You’ll note that the Catholic way of death is different from that of other “Christian” groups. We don’t try to sanitize it and avoid the topic. We don’t speak in euphemisms about it. We don’t take salvation for granted, except the salvation of the souls of baptized children who’ve died before the age of reason (but we, of course, trust in the mercy of God for all others). And we don’t consider it a sin or, at the least, a faux-pas to mourn. While we don’t exactly “sit shiva,” we don’t see jumping up and down and singing happy songs as the natural reaction to having to miss someone until one’s own death. In other words, it’s OK to rend garments and weep; these things are not expressions of a “lack of faith,” but are normal, natural reactions to the evil of death, and to missing someone and realizing that it will be some time before you see him again, Deo volente.

It must be remembered that sickness and death are great, great evils; they were not “supposed” to be a part of this world, and came about as a consequence of the sin of Adam.

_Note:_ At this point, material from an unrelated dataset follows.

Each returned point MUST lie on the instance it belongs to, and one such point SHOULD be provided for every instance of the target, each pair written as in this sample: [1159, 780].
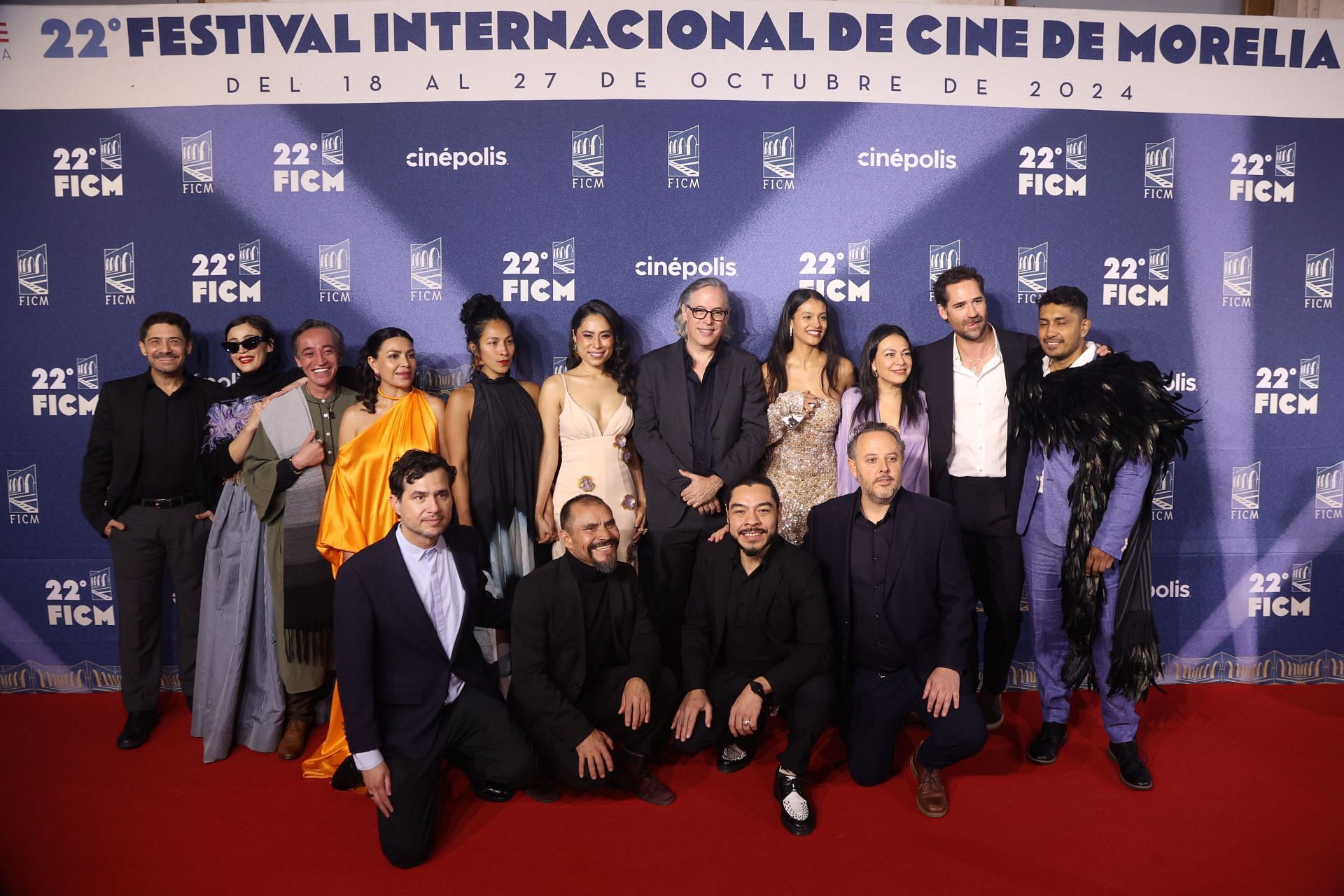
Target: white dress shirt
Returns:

Christ, of course, conquered the tomb and gives us the hope of eternal life. Catholics, then, look at death for what it is — an evil — but cling to the hope He offers, trusting in His Divine Mercy while also realizing that He is Just. Christ Himself wept before the dead Lazarus.

Now, the sick person shouldn’t be denied the Truth of his situation any more than those around him should lie to themselves. It is not a loving act to ignore reality out of fear of not wanting to alarm the sick one, and to do so is to imperil his everlasting soul. The dying person needs to face his mortality, to repent, to pray, to receive Unction, to be encouraged to trust totally in Jesus and His forgiveness and love, etc. He must spiritually prepare himself for judgement, and to help him do this is the single greatest act of love you can offer.